Spaccarelli is just one of many unlimited data plan users whose services have been throttled by the giant service provider. If he wins the appeal, the company could be faced with a wave of individual suits in small claims courts across the country. The potential hassle and PR disaster is something they're keen to avoid.
Once upon a time, AT&T offered unlimited data plans to all. They phased out that option in 2010, but anyone who had already signed up was grandfathered in. For a while, those lucky customers continued to enjoy uncapped access to data. But AT&T has been overwhelmed by heavy usage in recent years, and they needed a way to enforce limits on their heaviest data consumers. So in October of last year, AT&T began to throttle speeds for anyone in the top 5 percent of usage for each billing period.
Their reasoning has some legitimacy: they've been spending heavily on network improvements, but it hasn't been enough to keep up with demand. Capping unlimited users helps them provide better service to all of their other customers.

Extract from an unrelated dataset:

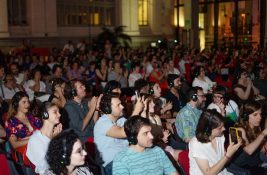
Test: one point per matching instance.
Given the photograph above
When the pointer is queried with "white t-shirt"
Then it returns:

Now, those who ended up with less than they paid for are joining forces. They can't pursue a class action suit, due to preventative stipulations in AT&T's contract. And they don't have a legal precedent, since Spaccarelli's award was made in small claims court. They can't even expect to win excessive amounts of cash in any single ruling.
But they can pursue individual suits in small claims courts, and they're linking up and finding guidance online.

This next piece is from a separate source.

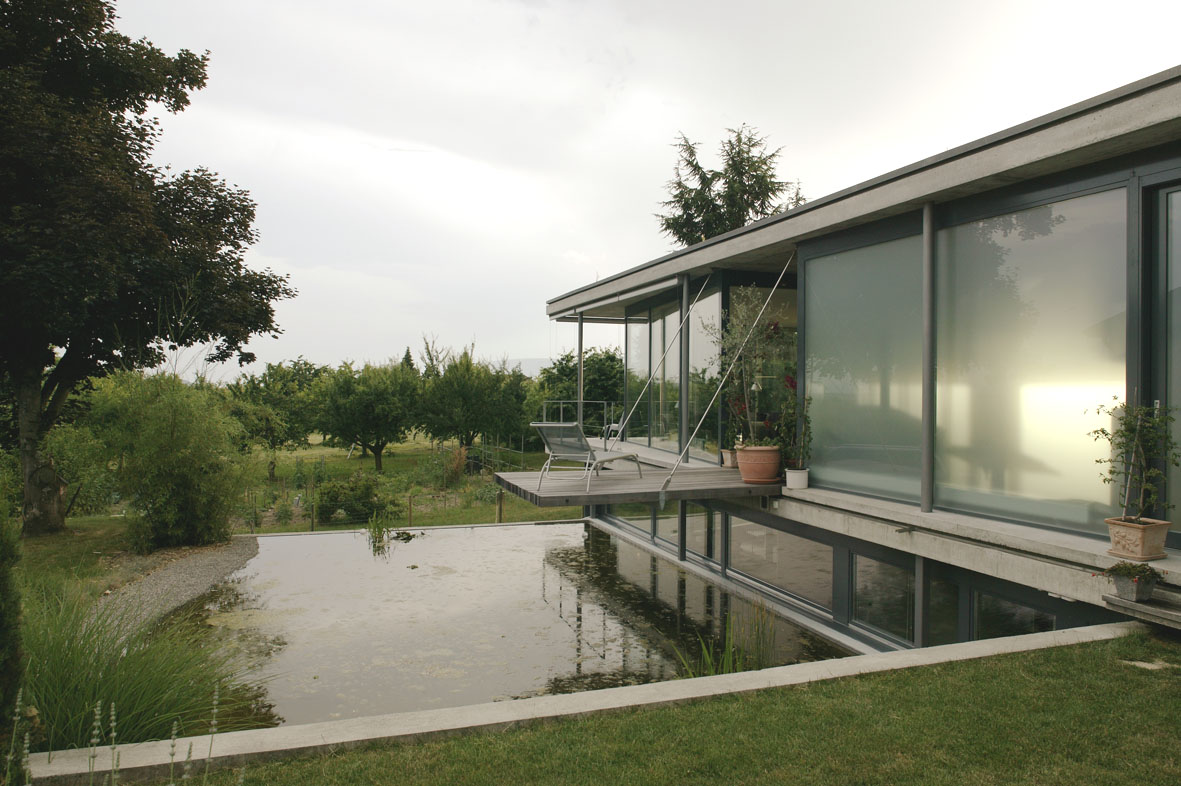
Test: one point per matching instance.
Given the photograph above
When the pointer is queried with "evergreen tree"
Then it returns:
(705, 202)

Brad Sniderman is a California attorney who heard about the Spaccarelli case and was inspired get involved. When I hear about one party, especially at the corporate level, that is not following the terms in a contract that was in fact drafted solely by them, I want to step in and help, he said. I had first heard about the data throttling on a morning news show, but then I read an article on how one person took AT&T to small claims and won! This was too important to not try and help others who may be in that same position but do not know how to be heard. Most people will look at the contract they signed and figure that there is nothing they can do, when in fact many times there are alternatives to seeking recourse. I wanted to make sure consumers were aware of this, and that it was possible to do something.

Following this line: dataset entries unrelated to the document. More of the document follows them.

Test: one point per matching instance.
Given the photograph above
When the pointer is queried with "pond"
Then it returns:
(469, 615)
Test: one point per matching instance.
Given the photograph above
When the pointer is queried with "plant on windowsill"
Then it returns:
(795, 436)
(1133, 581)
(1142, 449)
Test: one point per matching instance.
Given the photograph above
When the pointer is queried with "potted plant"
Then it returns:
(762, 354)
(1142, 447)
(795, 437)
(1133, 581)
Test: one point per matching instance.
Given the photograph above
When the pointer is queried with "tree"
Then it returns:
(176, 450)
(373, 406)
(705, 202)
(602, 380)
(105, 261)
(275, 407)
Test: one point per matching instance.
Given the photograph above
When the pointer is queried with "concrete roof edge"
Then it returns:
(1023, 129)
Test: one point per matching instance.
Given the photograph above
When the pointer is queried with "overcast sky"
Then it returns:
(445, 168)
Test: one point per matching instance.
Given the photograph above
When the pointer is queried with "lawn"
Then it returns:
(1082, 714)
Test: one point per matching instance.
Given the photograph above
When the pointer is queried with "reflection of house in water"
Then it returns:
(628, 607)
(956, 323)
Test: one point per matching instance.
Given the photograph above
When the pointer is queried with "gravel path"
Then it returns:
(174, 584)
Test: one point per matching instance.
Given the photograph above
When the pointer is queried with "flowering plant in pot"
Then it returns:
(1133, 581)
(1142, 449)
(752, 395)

Sniderman wrote an article that has since been picked up by a myriad of tech blogs across the country. It's called How to Fight AT&T Data-Throttling: Small Claims Action, and it lays out five tips for AT&T customers who want to take legal action. The write-up includes tips about where to file, how to prepare and what to bring to court.
Has AT&T in fact acted illegally? That remains to be seen; their user contract does have a section that gives them the right to deny, disconnect, modify and/or terminate Service, without notice, to anyone it believes is using the Service in any manner prohibited or whose usage adversely impacts its wireless network or service levels or hinders access to its wireless network.
However, Sniderman explains that this language comes from a larger section of the agreement, in which it states users can use their phone for internet, intranet and e-mail. It's only when the phone is used for other reasons, i.e. connecting the phone to another device... that AT&T can slow down speeds. Throttling should not be based on normal use of a data.
Put simply, the legality of it all is far from cut-and-dry. It's likely to come down to contract interpretations in court. And whether this becomes a nationwide movement or not, Sniderman is glad to be on the side fighting for consumer awareness and efficacy.
The bigger issue here is that users who have an unlimited plan should get just that: unlimited use, he said. It's not fair for AT&T to arbitrarily decide that a user, who has an unlimited data plan, can no longer have unlimited data. That is what they pay for each month.